It's the move away from manufacturing which drew people towards the big cities. In the 1970s, the landscape of New Zealand was defined by different towns housing different industries.

But this report shows the growing similarities between many small towns, where people can migrate more easily between places because of similar jobs.

The result of this, the report concludes, is that people are able to prioritise other factors beyond employment.

What did the report look at?

The Productivity Commission's New jobs, old jobs: the evolution of work in New Zealand's cities and towns studied the 30 biggest cities and towns, and looked at employment rates.

Across the entire country, there has been a growth in employment by 48 percent - roughly 1.1 percent year on year - but different places tell different stories.

The fading of specialised industries as they are overtaken by technological advances has resulted largely in a reallocation of jobs in the larger centres, such as Auckland, Wellington and Christchurch.

Nine cities and towns for instance, showed growth of over 65 percent.

But Dr Nolan said some smaller towns that have natural amenities have done well for themselves.

"Look at Queenstown, it's done really well by positioning itself as a hub of tourism. You see in smaller towns that have good weather, or picturesque views, that factor is important to.

"If you look at Blenheim for example, it's done very well, out of its concentration into the wine industry. Different things work for different towns and cities, so it's really interesting to see the different factors at play."

But four places have had a decline in the total number of employment. It reflects what happens when a town dominated by a single industry loses that industry, Dr Nolan said.

"If you look at Tokoroa in 1976, there were about 7,500 people in employment in that town.
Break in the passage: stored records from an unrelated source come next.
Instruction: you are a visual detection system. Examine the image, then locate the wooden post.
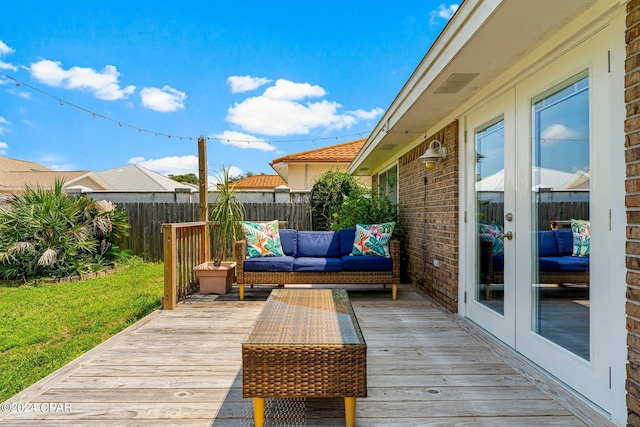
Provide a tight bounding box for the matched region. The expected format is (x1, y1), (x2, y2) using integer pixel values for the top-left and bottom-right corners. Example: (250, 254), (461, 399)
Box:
(198, 136), (209, 221)
(200, 221), (211, 264)
(162, 224), (178, 310)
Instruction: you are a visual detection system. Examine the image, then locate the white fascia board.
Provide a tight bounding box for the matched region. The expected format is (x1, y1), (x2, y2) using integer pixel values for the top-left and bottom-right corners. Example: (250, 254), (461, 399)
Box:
(348, 0), (504, 174)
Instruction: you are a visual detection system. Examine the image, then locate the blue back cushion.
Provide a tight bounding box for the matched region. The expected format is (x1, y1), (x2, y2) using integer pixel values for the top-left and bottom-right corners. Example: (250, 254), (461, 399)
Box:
(298, 231), (340, 257)
(538, 230), (558, 257)
(338, 228), (356, 255)
(553, 228), (573, 256)
(278, 229), (298, 256)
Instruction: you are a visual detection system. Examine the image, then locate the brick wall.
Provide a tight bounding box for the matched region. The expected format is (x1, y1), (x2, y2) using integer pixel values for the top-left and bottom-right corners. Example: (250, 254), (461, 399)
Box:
(399, 121), (459, 313)
(625, 0), (640, 426)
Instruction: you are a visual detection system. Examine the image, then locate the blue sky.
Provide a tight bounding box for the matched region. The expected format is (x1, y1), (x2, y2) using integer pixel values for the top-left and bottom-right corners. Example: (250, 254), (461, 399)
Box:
(0, 0), (459, 179)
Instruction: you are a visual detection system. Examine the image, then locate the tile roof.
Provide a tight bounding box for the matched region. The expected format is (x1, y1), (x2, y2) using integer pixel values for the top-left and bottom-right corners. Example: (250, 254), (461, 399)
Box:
(222, 174), (287, 190)
(0, 170), (90, 190)
(271, 138), (367, 166)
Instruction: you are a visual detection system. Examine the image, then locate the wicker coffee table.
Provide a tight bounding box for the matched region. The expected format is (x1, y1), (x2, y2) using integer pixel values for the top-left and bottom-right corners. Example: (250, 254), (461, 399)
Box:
(242, 289), (367, 427)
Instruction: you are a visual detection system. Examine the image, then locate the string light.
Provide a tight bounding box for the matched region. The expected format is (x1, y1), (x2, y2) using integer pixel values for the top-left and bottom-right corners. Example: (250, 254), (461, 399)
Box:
(0, 72), (371, 145)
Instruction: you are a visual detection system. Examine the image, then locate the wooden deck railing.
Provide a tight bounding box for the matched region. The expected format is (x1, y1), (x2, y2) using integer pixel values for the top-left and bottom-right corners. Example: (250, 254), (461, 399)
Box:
(162, 221), (211, 310)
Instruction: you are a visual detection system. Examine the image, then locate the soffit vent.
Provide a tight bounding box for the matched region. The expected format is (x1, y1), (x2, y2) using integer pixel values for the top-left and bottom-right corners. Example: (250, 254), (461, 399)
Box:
(435, 73), (479, 94)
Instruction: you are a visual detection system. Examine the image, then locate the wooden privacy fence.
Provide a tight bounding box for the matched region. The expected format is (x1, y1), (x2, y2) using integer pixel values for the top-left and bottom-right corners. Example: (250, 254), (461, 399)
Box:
(118, 202), (311, 262)
(162, 222), (211, 310)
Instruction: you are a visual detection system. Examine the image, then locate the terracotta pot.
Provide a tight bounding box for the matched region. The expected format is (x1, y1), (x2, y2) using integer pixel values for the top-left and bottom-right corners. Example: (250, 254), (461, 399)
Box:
(193, 261), (236, 295)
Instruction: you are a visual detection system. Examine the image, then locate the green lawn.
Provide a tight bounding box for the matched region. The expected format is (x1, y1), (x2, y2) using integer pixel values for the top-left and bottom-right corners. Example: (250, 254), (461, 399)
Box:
(0, 259), (164, 402)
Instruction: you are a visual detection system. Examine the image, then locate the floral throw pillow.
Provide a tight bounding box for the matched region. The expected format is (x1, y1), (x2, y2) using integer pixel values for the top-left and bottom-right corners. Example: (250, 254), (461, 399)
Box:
(242, 220), (284, 258)
(351, 222), (396, 258)
(571, 219), (591, 256)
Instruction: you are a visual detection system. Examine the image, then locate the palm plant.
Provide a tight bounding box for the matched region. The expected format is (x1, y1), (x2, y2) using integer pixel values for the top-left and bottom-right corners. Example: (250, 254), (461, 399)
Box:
(209, 165), (245, 261)
(0, 181), (129, 280)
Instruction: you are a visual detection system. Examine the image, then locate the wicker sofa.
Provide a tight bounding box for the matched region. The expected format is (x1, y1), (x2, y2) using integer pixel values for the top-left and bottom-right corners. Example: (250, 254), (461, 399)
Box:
(234, 228), (400, 300)
(478, 228), (589, 285)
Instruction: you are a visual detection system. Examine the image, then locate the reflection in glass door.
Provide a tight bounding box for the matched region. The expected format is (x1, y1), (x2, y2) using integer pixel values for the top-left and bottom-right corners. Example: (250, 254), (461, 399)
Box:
(474, 116), (505, 315)
(530, 73), (590, 360)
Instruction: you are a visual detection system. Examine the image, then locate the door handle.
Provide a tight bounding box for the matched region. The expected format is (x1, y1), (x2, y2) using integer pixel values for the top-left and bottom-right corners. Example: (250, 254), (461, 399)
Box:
(498, 231), (513, 240)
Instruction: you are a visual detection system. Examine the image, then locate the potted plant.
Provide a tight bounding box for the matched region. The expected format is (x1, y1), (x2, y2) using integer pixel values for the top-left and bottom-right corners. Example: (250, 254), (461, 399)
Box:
(195, 165), (245, 294)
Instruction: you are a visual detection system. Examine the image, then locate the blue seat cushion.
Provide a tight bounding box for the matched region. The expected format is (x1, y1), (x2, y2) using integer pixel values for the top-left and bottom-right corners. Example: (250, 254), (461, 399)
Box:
(244, 256), (295, 272)
(538, 256), (589, 271)
(278, 228), (298, 257)
(493, 255), (504, 271)
(342, 255), (393, 271)
(338, 228), (356, 255)
(297, 231), (342, 258)
(293, 257), (342, 272)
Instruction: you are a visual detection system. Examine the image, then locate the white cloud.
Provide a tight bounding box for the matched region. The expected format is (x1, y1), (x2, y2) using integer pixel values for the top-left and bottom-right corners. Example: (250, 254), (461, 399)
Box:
(431, 3), (460, 23)
(209, 130), (276, 151)
(30, 59), (136, 101)
(227, 76), (271, 93)
(226, 79), (382, 136)
(0, 116), (12, 136)
(0, 40), (18, 71)
(208, 165), (244, 188)
(140, 86), (187, 113)
(349, 108), (384, 120)
(263, 79), (326, 101)
(540, 123), (578, 143)
(0, 40), (15, 55)
(128, 155), (198, 175)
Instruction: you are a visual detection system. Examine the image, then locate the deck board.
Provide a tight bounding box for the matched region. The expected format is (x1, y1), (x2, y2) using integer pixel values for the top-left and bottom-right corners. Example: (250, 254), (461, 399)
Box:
(0, 286), (611, 427)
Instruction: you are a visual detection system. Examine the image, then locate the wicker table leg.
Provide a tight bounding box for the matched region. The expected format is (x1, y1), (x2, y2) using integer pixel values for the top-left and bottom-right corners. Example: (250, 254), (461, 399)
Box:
(253, 397), (264, 427)
(344, 397), (356, 427)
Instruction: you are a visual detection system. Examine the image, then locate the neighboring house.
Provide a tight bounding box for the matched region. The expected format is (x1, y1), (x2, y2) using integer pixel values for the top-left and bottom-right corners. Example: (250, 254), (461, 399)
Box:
(349, 0), (640, 425)
(67, 165), (198, 203)
(270, 139), (371, 191)
(0, 156), (109, 194)
(97, 165), (198, 192)
(209, 173), (309, 203)
(225, 173), (287, 191)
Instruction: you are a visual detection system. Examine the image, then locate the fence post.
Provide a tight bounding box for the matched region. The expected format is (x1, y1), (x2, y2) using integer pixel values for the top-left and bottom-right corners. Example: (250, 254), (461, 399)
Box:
(200, 221), (211, 264)
(162, 224), (178, 310)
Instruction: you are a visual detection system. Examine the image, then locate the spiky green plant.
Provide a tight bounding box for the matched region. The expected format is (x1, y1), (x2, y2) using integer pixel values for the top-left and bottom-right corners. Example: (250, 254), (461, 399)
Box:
(0, 181), (129, 280)
(209, 165), (245, 260)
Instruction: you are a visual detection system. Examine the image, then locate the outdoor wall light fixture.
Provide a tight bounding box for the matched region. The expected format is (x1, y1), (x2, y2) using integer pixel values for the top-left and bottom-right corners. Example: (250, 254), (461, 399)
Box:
(418, 139), (447, 169)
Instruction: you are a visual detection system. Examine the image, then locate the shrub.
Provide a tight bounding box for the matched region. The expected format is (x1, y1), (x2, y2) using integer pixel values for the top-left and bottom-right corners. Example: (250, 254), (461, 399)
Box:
(331, 188), (402, 234)
(0, 181), (129, 280)
(311, 169), (367, 230)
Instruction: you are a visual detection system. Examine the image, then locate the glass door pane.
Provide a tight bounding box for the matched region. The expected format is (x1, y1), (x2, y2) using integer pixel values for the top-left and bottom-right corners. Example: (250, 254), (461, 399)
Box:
(474, 117), (505, 315)
(531, 74), (590, 360)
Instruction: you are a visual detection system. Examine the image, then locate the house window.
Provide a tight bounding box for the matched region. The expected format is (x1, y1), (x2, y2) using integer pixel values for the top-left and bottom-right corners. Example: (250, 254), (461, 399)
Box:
(378, 165), (398, 205)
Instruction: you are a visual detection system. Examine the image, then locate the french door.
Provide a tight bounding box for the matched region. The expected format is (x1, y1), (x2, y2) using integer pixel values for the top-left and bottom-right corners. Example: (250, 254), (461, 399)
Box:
(464, 25), (611, 411)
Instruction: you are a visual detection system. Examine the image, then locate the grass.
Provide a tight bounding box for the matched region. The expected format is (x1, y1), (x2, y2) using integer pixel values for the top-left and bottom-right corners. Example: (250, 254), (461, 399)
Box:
(0, 259), (163, 402)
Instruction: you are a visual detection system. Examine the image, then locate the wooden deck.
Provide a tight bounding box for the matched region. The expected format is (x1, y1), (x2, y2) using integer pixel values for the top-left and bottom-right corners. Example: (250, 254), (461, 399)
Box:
(0, 286), (611, 427)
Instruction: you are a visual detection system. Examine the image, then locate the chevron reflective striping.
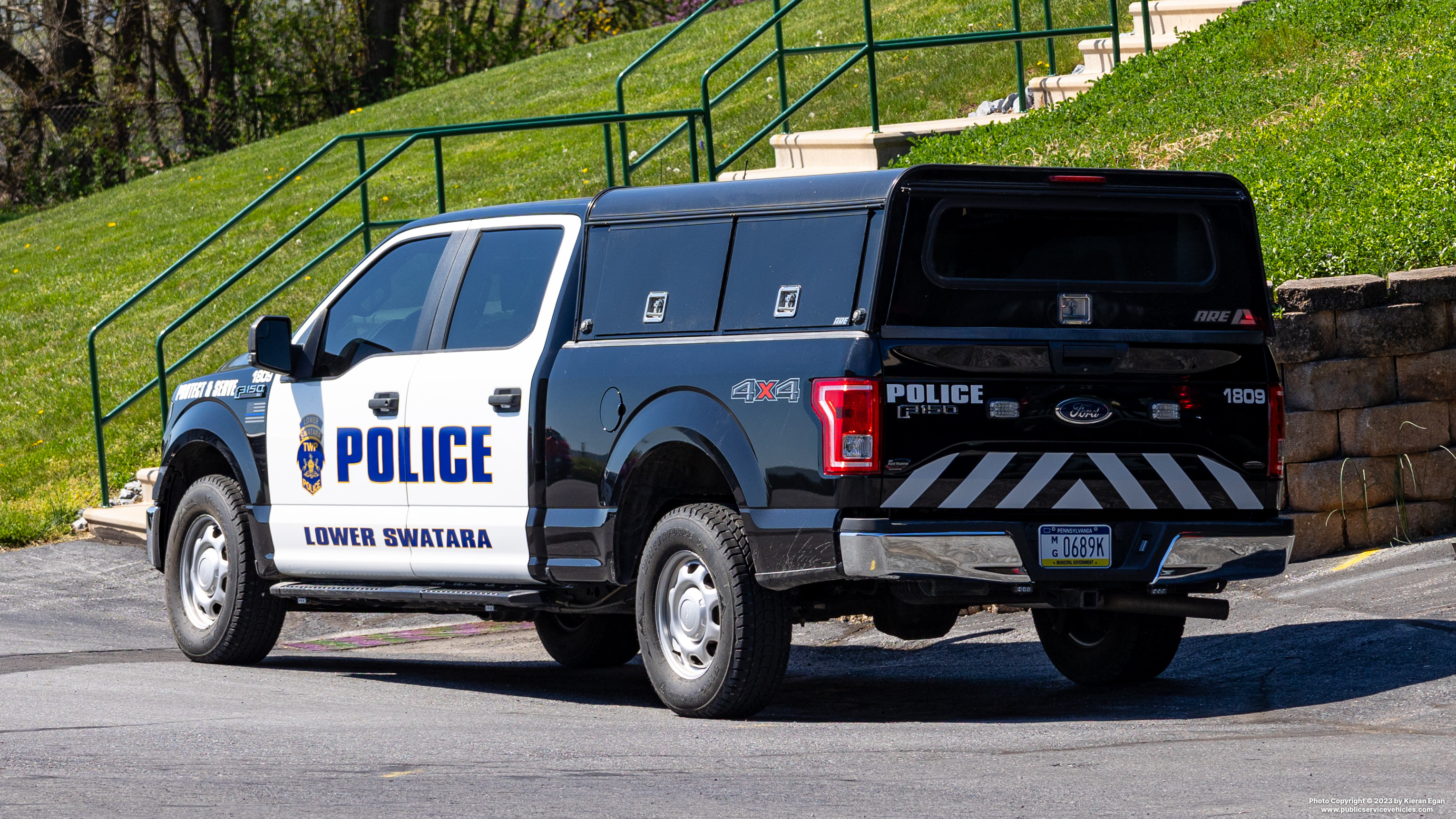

About half of those people worked in paper, pulp or wood product manufacturing.

"And those industries really did lose a lot of jobs and you can see the impact that had: overall Tokoroa lost about 44 percent of its employment over the last four decades."

Looking to the future

The shift away from the manufacturing industry in New Zealand was also matched across the rest of the world.

Manufacturing employment in the US, for example, declined from 32 percent in 1950 down to 9 percent in 2010.

And with further changes in the job market - particularly around the technological sector - Dr Nolan said there is some concern about what the future might hold.

But the figures as outlined in this report show New Zealanders are up for the challenge.

"New Zealanders are very adaptable people, and the history of the labour market in New Zealand is one of change.

"We don't need to get anxious about these changes, we do need to think hard about what they're going to mean, and how we need to adjust, but we're actually in a pretty strong position to make these changes."

With some towns now shown to have lagged behind in employment growth, Dr Nolan said to better service those towns, concentration needs to be focussed on the industries that service every town.

"There are certain jobs and certain industries which are really just there to serve the local population - you've got education, healthcare, dentists.

"So really thinking about those industries and how we lift the productivity and health of those industries is actually important for those regions that haven't done so well.

"If we can lift the productivity of those industries then we're going to have a strong regional impact right across the country."